Die sieben französischen Trappisten des Klosters Notre-Dame de l'Atlas im Norden Algeriens wurden im März 1996 während des Bürgerkriegs entführt. Zu der Tat bekannte sich die terroristische Splittergruppe Groupe Islamique Armé, die die Freilassung eines ihrer Anführer forderte. Ende Mai wurden die abgetrennten Köpfe der Mönche gefunden; die Körper blieben verschwunden.
Bis heute ist unklar, ob die sieben Trappisten tatsächlich von ihren Entführern oder aber vom algerischen Militär und Geheimdienst getötet wurden. Der französische Regisseur Xavier Beauvois griff die Ereignisse in seinem vielfach preisgekrönten Film „Von Menschen und Göttern“ (2010) auf – und machte ihr Schicksal damit einem breiteren Publikum bekannt.
Am Wochenende hat nun Papst Franziskus das Martyrium von insgesamt 19 Ordensleuten anerkannt, die zwischen 1994 und 1996 in Algerien ermordet wurden. Darunter sind die sieben Trappisten von Tibhirine, der Dominikaner und Bischof von Oran, Pierre Claverie (1938-1996), sowie weitere Ordensmänner und -frauen, die für ihren Glauben starben. Wenige Monate nach der Tat von Tibhirine kam Bischof Claverie durch ein Bombenattentat am Eingang seiner Kathedrale ums Leben. Mit der Anerkennung ihrer Martyrien „aus Hass gegen den Glauben“ können die Seligsprechungsverfahren nun in die finale Phase gehen.

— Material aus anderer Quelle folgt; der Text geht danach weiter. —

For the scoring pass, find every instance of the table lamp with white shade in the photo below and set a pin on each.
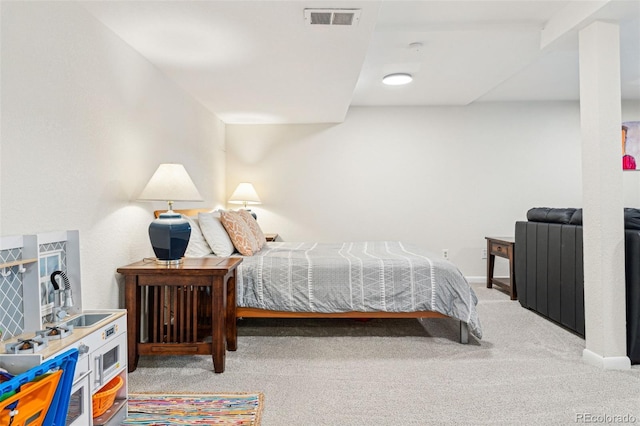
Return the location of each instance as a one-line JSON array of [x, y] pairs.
[[170, 232]]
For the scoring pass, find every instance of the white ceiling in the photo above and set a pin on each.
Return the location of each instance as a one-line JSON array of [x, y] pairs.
[[259, 62]]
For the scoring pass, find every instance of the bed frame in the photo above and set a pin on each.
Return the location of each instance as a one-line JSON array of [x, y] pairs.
[[263, 313]]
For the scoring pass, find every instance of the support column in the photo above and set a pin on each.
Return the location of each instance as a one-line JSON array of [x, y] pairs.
[[604, 269]]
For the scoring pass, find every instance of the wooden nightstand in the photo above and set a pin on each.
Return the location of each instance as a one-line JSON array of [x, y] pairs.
[[181, 306], [502, 247]]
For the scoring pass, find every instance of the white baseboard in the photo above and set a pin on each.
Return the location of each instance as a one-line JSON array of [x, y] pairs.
[[477, 280], [606, 363]]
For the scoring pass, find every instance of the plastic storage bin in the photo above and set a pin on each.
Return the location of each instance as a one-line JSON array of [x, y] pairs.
[[39, 396], [106, 396]]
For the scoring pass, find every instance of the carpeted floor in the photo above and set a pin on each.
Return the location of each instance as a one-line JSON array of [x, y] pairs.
[[525, 370]]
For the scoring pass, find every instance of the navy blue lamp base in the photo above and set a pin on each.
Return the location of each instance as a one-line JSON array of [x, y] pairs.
[[169, 235]]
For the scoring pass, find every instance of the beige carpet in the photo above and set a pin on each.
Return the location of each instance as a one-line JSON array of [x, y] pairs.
[[525, 370]]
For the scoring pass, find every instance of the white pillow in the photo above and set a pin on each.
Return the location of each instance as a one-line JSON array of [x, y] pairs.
[[197, 246], [215, 234]]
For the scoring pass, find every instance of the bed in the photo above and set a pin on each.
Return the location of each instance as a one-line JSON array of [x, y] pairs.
[[377, 279]]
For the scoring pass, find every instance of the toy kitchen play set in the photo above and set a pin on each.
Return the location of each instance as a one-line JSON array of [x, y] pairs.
[[42, 321]]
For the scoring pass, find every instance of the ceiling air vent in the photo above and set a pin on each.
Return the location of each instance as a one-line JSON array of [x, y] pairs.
[[344, 17]]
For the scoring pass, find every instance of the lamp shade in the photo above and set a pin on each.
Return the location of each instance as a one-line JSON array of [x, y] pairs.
[[170, 182], [170, 232], [245, 194]]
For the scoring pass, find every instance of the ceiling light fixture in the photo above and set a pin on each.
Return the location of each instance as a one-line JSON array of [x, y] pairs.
[[397, 79]]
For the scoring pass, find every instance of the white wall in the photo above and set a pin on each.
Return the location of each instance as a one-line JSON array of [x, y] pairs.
[[439, 177], [85, 122]]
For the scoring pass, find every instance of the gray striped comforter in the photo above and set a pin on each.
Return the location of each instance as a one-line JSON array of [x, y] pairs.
[[386, 276]]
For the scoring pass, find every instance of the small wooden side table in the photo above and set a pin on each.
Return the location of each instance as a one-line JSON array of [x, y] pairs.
[[502, 247], [180, 307]]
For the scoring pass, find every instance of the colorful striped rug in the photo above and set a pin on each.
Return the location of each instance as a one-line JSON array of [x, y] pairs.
[[232, 409]]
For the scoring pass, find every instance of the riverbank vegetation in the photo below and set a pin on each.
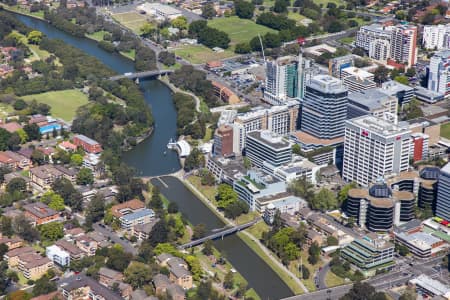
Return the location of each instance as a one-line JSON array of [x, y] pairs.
[[115, 126]]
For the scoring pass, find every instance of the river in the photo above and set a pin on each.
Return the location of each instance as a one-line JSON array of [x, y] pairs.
[[149, 159]]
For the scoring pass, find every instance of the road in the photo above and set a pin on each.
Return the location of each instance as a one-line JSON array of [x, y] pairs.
[[321, 275], [109, 233], [381, 282]]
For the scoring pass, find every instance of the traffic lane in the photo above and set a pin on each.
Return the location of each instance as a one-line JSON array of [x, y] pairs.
[[107, 232]]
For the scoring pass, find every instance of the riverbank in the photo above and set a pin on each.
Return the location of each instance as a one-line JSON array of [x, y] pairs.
[[294, 284], [16, 10]]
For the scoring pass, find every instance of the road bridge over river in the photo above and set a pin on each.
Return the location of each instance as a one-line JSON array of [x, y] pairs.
[[220, 234], [139, 75]]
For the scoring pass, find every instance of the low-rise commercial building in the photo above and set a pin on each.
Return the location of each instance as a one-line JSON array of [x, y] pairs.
[[89, 145], [430, 287], [369, 254], [140, 217], [421, 244]]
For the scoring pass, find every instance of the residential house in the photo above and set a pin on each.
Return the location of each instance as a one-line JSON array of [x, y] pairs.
[[19, 161], [45, 175], [12, 256], [89, 145], [139, 217], [108, 276], [10, 176], [69, 174], [12, 242], [176, 292], [40, 213], [75, 252], [179, 272], [161, 282], [86, 244], [81, 286], [11, 126], [58, 255], [33, 265], [142, 231], [67, 146]]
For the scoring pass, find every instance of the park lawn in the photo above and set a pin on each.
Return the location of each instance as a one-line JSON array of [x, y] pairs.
[[199, 54], [131, 20], [176, 66], [245, 218], [445, 131], [239, 30], [97, 36], [294, 267], [208, 134], [290, 282], [295, 16], [332, 279], [130, 54], [207, 191], [37, 53], [64, 104], [258, 229]]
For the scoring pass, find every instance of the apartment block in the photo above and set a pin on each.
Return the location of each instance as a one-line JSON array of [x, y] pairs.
[[370, 254], [373, 148]]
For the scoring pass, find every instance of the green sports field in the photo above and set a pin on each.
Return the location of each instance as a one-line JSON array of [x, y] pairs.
[[64, 104], [239, 30]]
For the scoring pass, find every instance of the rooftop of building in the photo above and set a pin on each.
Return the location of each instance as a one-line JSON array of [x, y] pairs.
[[86, 139], [379, 125], [80, 280], [297, 166], [309, 139], [393, 87], [138, 214], [373, 240], [446, 169], [133, 204], [40, 210], [270, 139], [358, 72], [327, 84], [371, 98], [434, 286]]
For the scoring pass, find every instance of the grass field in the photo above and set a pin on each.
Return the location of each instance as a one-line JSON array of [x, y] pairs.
[[445, 130], [37, 54], [332, 279], [199, 54], [130, 54], [132, 20], [64, 104], [239, 30], [295, 16], [97, 36]]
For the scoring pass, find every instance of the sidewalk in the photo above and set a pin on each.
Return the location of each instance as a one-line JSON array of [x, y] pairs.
[[231, 223]]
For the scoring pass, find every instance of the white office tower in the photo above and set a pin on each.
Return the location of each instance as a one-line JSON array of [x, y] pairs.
[[435, 37], [375, 147], [281, 119], [370, 33], [443, 194], [285, 78], [403, 44], [380, 50], [439, 72]]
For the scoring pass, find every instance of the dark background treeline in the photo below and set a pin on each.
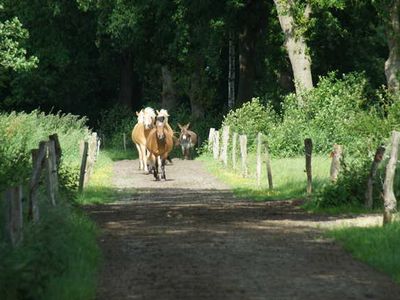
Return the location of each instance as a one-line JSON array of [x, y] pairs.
[[174, 54]]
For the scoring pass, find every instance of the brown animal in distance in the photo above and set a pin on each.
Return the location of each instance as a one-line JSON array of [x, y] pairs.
[[187, 140]]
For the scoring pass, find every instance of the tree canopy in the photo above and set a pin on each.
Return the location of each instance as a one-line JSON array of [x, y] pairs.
[[85, 56]]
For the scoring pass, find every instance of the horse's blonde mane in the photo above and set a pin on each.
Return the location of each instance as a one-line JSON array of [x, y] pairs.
[[140, 116], [150, 111]]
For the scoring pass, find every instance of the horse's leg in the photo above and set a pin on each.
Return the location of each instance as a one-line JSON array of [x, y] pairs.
[[186, 153], [144, 156], [163, 169], [140, 157], [156, 168], [183, 152]]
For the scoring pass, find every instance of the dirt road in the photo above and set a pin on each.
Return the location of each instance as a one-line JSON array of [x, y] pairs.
[[188, 238]]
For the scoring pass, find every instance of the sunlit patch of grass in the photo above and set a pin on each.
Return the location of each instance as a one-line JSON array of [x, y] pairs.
[[377, 246], [289, 178], [118, 154], [100, 189]]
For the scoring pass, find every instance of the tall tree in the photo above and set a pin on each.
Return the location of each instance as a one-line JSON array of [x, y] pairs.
[[253, 20], [295, 42], [392, 64]]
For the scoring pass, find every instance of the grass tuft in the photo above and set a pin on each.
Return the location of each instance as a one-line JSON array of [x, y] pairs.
[[377, 246]]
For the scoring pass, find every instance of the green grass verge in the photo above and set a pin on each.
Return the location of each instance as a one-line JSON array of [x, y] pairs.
[[57, 259], [99, 189], [289, 178], [59, 256], [377, 246]]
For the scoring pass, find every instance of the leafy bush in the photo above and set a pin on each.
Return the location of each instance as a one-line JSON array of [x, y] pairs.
[[251, 118], [113, 123], [21, 132], [57, 254], [333, 112]]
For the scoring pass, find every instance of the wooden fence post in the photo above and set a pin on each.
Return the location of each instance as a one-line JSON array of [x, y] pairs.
[[38, 159], [336, 155], [14, 219], [388, 194], [268, 163], [380, 151], [211, 139], [58, 151], [259, 159], [224, 148], [234, 147], [216, 144], [308, 152], [51, 174], [84, 147], [243, 152]]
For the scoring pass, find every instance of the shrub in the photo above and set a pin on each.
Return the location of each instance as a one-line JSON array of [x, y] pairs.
[[251, 118], [331, 113], [113, 123], [21, 132]]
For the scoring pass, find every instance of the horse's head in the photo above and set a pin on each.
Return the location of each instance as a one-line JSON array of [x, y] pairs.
[[148, 117], [160, 125], [184, 132], [140, 116], [162, 116]]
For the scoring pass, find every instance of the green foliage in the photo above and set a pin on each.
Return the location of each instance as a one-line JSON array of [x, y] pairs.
[[21, 132], [333, 112], [349, 190], [12, 55], [251, 118], [113, 123], [57, 258], [289, 179]]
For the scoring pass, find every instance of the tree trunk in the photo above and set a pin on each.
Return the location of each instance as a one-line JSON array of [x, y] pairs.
[[295, 45], [392, 64], [232, 71], [389, 198], [126, 85], [246, 66], [195, 95], [168, 95]]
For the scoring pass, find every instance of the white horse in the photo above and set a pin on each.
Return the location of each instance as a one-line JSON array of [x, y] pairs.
[[146, 121]]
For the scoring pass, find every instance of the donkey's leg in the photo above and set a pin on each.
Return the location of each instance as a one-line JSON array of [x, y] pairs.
[[163, 169], [144, 156], [183, 152], [186, 153], [140, 157], [156, 175]]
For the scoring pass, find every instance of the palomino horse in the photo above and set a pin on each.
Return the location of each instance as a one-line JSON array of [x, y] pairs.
[[160, 144], [140, 133], [187, 140]]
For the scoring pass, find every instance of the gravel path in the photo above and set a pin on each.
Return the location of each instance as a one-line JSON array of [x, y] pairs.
[[189, 238]]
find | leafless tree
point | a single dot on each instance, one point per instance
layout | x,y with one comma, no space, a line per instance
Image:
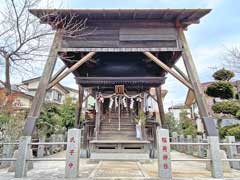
24,41
232,58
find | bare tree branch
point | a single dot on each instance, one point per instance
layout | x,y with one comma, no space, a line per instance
23,40
232,58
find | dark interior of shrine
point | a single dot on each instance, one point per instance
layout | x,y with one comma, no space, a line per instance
132,69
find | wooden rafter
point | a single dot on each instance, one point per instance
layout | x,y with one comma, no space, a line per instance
180,72
72,68
168,69
58,72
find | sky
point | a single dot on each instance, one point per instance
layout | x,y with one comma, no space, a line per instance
208,40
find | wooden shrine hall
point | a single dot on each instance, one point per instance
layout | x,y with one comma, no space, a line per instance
119,54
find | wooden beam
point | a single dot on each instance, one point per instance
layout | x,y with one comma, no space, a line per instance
42,87
166,68
72,68
85,98
58,72
160,106
181,73
151,96
197,88
79,106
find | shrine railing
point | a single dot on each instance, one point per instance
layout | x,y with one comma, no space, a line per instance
24,155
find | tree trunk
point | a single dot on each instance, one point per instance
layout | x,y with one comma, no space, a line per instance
7,83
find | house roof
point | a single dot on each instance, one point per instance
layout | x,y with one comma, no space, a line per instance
184,16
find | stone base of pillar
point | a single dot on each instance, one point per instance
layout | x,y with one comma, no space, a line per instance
225,164
12,167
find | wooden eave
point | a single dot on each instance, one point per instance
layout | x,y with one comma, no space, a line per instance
184,16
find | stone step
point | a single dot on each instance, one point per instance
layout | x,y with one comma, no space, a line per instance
116,129
116,124
117,132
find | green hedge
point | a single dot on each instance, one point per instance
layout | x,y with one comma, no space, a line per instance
226,107
232,130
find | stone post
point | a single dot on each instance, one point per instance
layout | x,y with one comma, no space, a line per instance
214,152
40,152
232,152
164,157
73,153
200,148
53,147
7,153
189,146
61,139
23,154
174,140
181,140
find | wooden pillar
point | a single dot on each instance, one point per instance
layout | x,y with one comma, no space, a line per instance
79,106
98,117
42,87
160,105
195,82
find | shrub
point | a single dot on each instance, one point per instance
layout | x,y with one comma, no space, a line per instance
226,107
232,130
221,89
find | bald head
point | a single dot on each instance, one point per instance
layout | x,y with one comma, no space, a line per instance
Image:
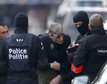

Der frühere Erzbischof von Algier, Henri Antoine Marie Teissier, stellt klar, dass das Verfahren „Pierre Clavier und 18 Gefährten“ tatsächlich allen Gewaltopfern gewidmet sei. Es gehe auch darum, den Algeriern und der muslimischen Gemeinschaft verständlich zu machen, dass in der Verpflichtung zur Verehrung der eigenen, christlichen Märtyrer auch eine Anerkennung für die Treue, die Arbeit und den Mut all jener Nichtchristen liege, die damals „denselben Preis bezahlt haben“. Dies gelte etwa auch für 99 ermordete Imame, die sich weigerten, die Legitimität der Gewalttaten jener Zeit anzuerkennen.
Der heute 88-jährige Erzbischof erläuterte im Interview der Zeitung „La Croix“, der Wunsch nach einer Seligsprechung der algerischen Märtyrer sei bei einer Pilgerfahrt nach Rom im Heiligen Jahr 2000 entstanden. Papst Johannes Paul II. habe damals bei einer Gedenkfeier im Kolosseum für die Märtyrer des 20. Jahrhunderts auch die Trappisten von Tibhirine erwähnt.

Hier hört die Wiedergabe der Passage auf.